AI Data mobility challenges IT infrastructure
AI is built on data at a scale exponentially larger than anything a traditional IT infrastructure has experienced before. Even the simplest of applications will consume exabytes of raw data required for model training and the associated inference. Data sets are frequently located at the network edge and must be transferred to a central repository for processing. Furthermore, at the conclusion of the AI data lifecycle, it should be archived for potential retraining down the line.
This all leads to entirely new challenges for IT infrastructure and management teams because these enormous volumes of data need to be shifted continuously. Existing network technology and data management solutions based on synchronous replication simply can’t move such large amounts of data. To shift AI data under limited processing power and bandwidth restrictions, asynchronous replication is the better option, because it guarantees continuous replication using low bandwidth on a block level that doesn’t require spikes in data transfer volumes.

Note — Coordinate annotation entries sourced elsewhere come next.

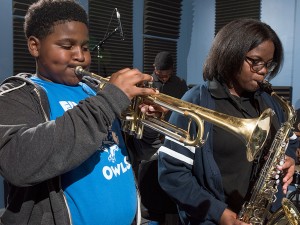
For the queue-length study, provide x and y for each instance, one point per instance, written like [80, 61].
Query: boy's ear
[33, 44]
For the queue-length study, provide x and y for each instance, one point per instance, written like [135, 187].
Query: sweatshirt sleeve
[177, 176]
[32, 150]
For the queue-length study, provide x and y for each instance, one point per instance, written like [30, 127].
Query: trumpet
[252, 132]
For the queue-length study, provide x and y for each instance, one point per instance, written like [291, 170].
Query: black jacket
[34, 151]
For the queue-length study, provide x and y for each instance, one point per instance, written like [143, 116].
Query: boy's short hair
[44, 14]
[163, 61]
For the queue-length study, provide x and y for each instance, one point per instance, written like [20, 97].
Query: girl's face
[60, 52]
[247, 80]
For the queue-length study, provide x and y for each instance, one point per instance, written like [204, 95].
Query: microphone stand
[99, 46]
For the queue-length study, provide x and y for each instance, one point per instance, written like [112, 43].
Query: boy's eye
[85, 48]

AI needs CDP and near-synchronous replication to thrive
The potential for AI is vast, as we have seen over the past year with the launch of ChatGPT and various artwork creators. We can generate content, paint portraits in the style of Rembrandt and even make music. More broadly, AI will help diagnose illnesses, find cancer cells, drive our vehicles, identify crop disease, and monitor our environment among endless possibilities.
These will be critical applications and must be protected with the best possible DR solutions, such as CDP. The sheer scale of AI data is posing enormous challenges for existing IT infrastructures in terms of saving, managing and transferring the vast amounts of data involved. Only CDP and near-synchronous replication can provide the necessary mobility for these huge data sets. To manage your AI data effectively, it’s time to explore CDP-enabled data mobility solutions.
Christopher Rogers is Senior Technology Evangelist at Zerto a Hewlett Packard Enterprise company.